NSF Gets an Earful about Replication

I spent last Thursday and Friday (February 20 and 21) at an NSF workshop concerning the replicability of research results. It was chaired by John Cacioppo and included about 30 participants including such well-known contributors to the discussion as Brian Nosek, Hal Pashler, Eric Eich, and Tony Greenwald, to name a few.  Participants also included officials from NIH, NSF, the White House Office on Science and Technology and at least one private foundation. I was invited, I presume, in my capacity as Past-President of SPSP and chair of an SPSP task force on research practices which recently published a report on non-retracted PSPB articles by investigators who retracted articles elsewhere, and a set of recommendations for research and educational practice, which was just published in PSPR.

Committees, task forces and workshops – whatever you call them – about replicability issues have become almost commonplace.  The SPSP Task Force was preceded by a meeting and report sponsored by the European Association of Personality Psychology, and other efforts have been led by APS, the Psychonomic Society and other organizations.  Two symposia on the subject were held at the SPSP meeting in Austin just the week before.  But this discussion was perhaps special, because it is the first (to my knowledge) to be sponsored by the US government, with the explicit purpose of seeking advice about what NSF and other research agencies should do.  I think it is fair to say: When replication is discussed in a meeting with representatives from NIH, NSF and the White House, the issue is on the front burner!

The discussion covered several themes, some of which are more familiar than others. From my scribbled notes, I can list a few that received particular attention.

1.      It’s not just – or even especially – about psychology.  I was heartened to see that the government representatives saw the bulk of problems with replication as lying in fields such as molecular biology, genetics, and medicine, not in psychology.  Psychology has problems too, but is widely viewed as the best place to look for solutions since the basic issues all involve human behavior.  It makes me a bit crazy when psychologists say (or sometimes shout) that everything is fine, that critics of research practices are “witch hunting,” or that examining the degree to which our science is replicable is self-defeating.  Quite the reverse: psychology is being looked to as the source of the expertise that can improve all of science.  As a psychologist, I’m proud of this.

2.      Preregistration.  Widespread enthusiasm early on Thursday for the idea of pre-registering hypotheses waned by Friday afternoon.  In his concluding remarks, Tony Greenwald listed it among suggestions that he found “doubtful,” in part because it could increase pressure on investigators to produce the results they promised, rather than be open to what the data are really trying to tell them.  Greg Francis also observed that pre-registration buys into the idea that the aim of science is simply to dichotomously confirm or disconfirm findings, an idea that is the source of many of our problems to begin with.  In a pithy phrase, he said we should “measure effects, not test them.”

3.      The tradeoff between “ground-breaking,” innovative studies and solid science.  In a final editorial, the previous editor of Psychological Science described common reasons for “triaging” (rejecting without review) submitted articles.  It seems he and his associate editors categorized these reasons with musical references, which they found amusing.    One of the reasons was (and I quote) the “Pink Floyd rejection: Most triaged papers were of this type; they reported work that was well done and useful, but not sufficiently groundbreaking. So the findings represented just another brick in the wall of science” (emphasis in the original).  I thought this label was appalling even before I saw Greg Francis’s article, now in-press at Psychonomic Bulletin and Review, that concludes that among articles published during this editor’s term that Francis reviewed, 82% had problems he concluded showed signs “that unsuccessful findings were suppressed, the experiments or analyses were improper, or that the theory does not properly account for the data.” Well, they weren’t bricks in the wall; that’s for sure!

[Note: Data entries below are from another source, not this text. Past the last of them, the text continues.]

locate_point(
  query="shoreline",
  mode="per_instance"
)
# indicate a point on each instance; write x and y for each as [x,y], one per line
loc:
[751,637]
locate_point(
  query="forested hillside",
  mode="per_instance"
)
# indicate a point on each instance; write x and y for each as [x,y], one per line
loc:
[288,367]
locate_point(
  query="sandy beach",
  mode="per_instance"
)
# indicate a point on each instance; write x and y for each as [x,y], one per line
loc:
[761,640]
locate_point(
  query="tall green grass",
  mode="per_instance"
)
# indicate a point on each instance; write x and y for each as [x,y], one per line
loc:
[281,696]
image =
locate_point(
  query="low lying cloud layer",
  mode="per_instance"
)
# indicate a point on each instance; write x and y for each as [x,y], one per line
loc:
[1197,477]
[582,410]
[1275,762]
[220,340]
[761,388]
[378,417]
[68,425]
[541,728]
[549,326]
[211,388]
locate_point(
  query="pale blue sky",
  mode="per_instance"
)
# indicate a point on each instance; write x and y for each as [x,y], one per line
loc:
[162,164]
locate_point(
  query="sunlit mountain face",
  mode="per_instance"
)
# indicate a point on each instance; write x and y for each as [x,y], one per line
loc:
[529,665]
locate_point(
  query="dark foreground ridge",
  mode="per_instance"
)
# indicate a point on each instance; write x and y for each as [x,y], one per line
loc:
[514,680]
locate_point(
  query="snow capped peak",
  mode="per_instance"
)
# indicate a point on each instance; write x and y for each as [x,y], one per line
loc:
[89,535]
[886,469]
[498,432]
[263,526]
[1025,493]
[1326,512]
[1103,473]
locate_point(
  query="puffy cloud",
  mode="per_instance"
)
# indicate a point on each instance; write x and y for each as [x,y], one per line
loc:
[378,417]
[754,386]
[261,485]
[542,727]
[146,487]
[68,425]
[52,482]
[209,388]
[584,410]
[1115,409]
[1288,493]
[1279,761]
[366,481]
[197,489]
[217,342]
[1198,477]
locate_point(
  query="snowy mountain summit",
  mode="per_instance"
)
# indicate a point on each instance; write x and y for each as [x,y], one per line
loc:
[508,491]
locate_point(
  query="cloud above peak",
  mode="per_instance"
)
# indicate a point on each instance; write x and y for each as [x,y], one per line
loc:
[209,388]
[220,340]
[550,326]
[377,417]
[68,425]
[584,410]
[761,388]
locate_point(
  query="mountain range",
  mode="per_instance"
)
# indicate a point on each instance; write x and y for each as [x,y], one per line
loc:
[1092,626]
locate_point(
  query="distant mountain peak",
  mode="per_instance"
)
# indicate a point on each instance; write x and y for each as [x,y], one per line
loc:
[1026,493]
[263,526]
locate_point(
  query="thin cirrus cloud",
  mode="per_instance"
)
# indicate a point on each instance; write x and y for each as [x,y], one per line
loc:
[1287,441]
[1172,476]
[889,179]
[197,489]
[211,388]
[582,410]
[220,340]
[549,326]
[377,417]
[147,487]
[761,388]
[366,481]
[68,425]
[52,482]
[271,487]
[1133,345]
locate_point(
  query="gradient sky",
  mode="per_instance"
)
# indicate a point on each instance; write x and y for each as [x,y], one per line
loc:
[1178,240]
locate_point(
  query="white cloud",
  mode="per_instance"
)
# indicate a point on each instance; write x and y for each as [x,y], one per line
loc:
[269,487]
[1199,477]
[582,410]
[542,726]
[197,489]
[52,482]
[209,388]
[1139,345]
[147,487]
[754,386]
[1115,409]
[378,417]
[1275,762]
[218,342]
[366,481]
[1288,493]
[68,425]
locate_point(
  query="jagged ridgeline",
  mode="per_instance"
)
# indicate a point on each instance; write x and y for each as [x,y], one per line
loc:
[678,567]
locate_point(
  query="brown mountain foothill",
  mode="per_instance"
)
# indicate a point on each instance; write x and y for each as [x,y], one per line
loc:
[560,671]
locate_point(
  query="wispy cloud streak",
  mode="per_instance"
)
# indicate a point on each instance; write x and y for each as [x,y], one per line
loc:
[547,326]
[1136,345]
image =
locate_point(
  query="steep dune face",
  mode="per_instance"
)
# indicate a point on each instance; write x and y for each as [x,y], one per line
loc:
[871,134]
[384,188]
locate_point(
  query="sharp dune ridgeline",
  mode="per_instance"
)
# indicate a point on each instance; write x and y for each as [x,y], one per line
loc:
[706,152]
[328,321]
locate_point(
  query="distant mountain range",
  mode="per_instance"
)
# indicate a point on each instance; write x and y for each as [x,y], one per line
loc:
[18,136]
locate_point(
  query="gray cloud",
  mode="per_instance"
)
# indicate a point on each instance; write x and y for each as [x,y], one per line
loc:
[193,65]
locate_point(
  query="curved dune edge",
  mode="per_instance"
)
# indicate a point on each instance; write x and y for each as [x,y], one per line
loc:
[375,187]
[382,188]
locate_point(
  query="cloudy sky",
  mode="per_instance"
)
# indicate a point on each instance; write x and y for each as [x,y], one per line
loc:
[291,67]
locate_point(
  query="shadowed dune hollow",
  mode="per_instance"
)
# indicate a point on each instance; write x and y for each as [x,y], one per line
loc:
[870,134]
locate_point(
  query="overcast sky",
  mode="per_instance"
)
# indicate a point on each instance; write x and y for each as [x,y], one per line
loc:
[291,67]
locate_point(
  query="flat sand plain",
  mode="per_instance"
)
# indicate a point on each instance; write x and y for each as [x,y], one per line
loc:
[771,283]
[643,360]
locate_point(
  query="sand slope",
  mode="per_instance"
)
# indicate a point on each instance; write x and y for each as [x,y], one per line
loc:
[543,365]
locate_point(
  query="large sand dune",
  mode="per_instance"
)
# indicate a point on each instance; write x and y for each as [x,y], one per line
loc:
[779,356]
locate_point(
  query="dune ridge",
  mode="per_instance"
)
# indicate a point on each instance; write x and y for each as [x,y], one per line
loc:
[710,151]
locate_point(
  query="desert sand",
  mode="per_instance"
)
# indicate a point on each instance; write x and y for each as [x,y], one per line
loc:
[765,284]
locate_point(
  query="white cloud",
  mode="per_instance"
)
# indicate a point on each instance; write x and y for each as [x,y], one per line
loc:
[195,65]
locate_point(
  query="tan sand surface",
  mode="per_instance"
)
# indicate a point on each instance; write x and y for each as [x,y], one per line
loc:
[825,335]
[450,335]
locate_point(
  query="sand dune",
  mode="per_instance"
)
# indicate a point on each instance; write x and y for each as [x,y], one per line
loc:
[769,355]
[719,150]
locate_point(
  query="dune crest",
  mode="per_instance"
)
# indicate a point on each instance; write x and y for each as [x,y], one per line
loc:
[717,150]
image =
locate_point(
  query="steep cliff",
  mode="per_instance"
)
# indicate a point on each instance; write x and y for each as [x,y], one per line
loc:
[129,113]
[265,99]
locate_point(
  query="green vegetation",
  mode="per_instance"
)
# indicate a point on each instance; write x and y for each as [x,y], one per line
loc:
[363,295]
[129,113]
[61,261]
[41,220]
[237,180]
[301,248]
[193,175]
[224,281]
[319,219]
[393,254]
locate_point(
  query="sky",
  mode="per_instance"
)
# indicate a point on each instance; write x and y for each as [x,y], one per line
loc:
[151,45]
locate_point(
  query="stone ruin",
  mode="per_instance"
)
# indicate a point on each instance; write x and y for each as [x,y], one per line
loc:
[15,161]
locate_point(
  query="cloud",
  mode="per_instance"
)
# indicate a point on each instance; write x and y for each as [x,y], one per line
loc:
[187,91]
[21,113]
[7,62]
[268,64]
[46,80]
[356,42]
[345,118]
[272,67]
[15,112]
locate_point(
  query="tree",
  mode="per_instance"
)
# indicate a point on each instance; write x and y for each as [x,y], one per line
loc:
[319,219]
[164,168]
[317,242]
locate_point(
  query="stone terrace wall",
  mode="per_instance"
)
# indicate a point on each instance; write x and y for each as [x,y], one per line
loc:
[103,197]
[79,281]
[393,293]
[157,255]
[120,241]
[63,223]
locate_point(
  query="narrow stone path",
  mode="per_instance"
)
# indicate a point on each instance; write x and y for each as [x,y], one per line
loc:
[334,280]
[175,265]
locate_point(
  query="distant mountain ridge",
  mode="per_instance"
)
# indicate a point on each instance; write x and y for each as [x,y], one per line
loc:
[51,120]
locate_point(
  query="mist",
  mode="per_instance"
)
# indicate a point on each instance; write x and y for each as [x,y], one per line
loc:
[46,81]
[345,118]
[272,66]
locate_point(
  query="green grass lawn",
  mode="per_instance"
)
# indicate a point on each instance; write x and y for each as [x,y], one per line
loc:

It seems clear that grant panels and journal editors have traditionally overvalued flashy findings, especially counter-intuitive ones.  This particular editor is not alone in his value system. But “counter intuitive” means prima facie implausible, and such findings should demand stronger evidence than the small N’s and sketchily-described methods that so often seem to be their basis.  More broadly, when everybody is trying to be ground-breaking at the same time, who will produce the scientific “bricks” on which knowledge can securely rest?  Given this state of affairs, it is not surprising that so many findings fail to hold up under scrutiny, and that the cutest findings are, as a rule, the most vulnerable.

But while everybody around the table wistfully agreed that solid research and replication deserved more respect than it typically receives, a Stanford Dean who was there pointed out the obvious (and I paraphrase): “Look: nobody is going to get tenure at Stanford [or, I would add, from any other ambitious research university] from replicating other people’s findings.”

Science needs to move forward or die; science needs a strong base of reliable fact from which to proceed.  The tension between these two needs is not an easy one to resolve.

4.      Do we look forward or look back?  I was glad Greg Francis was at the table because his recent article puts this issue front and center.  He named names!  Out there in the twitterverse, I’ve seen complaints that this does more harm than good.  It makes people defensive, it probably tars some people unfairly (e.g., a grad student co-author on an article p-hacked by her advisor), and in general naming names causes an uproar of a sort not exactly conducive to sober scientific discussion.  Hal Pashler ran into exactly the same issue a couple of years ago when he and a student uncovered – and named – studies reporting implausibly large “voodoo correlations” in fMRI research.
It is uncomfortable to accuse someone of having published inaccurate, unreliable or possibly even fraudulent research.  It is even more uncomfortable, I am sure, to be the person accused.  It is probably for this reason that we hear so many calls to “look forward, not back.”  This was a specific statement of both the EAPP report and the SPSP report, to name just two, and such comments were heard at the NSF meeting as well:  Let’s clean up our act and do right from now on.  Let’s not go back and make people uncomfortable and defensive.

I understand this view and have even on occasion expressed it.  But it does worry me.  If we think the findings enshrined in our journals are important – and presumably we do; it’s the output of the whole scientific enterprise in which we are engaged – then don’t we also have an obligation to clean out the findings that turn out to be unreliable or just plain wrong?  And to do this, don’t we have to be specific?  It’s hard to avoid concluding that the answer is “yes.”  But who will do it?  Do we want people to build careers looking for p-hacked articles in the published literature?  Do we want to damage the reputations and possibly careers of people who were just doing “business as usual” the way they were taught?  Do you want to do this?  I know I don’t.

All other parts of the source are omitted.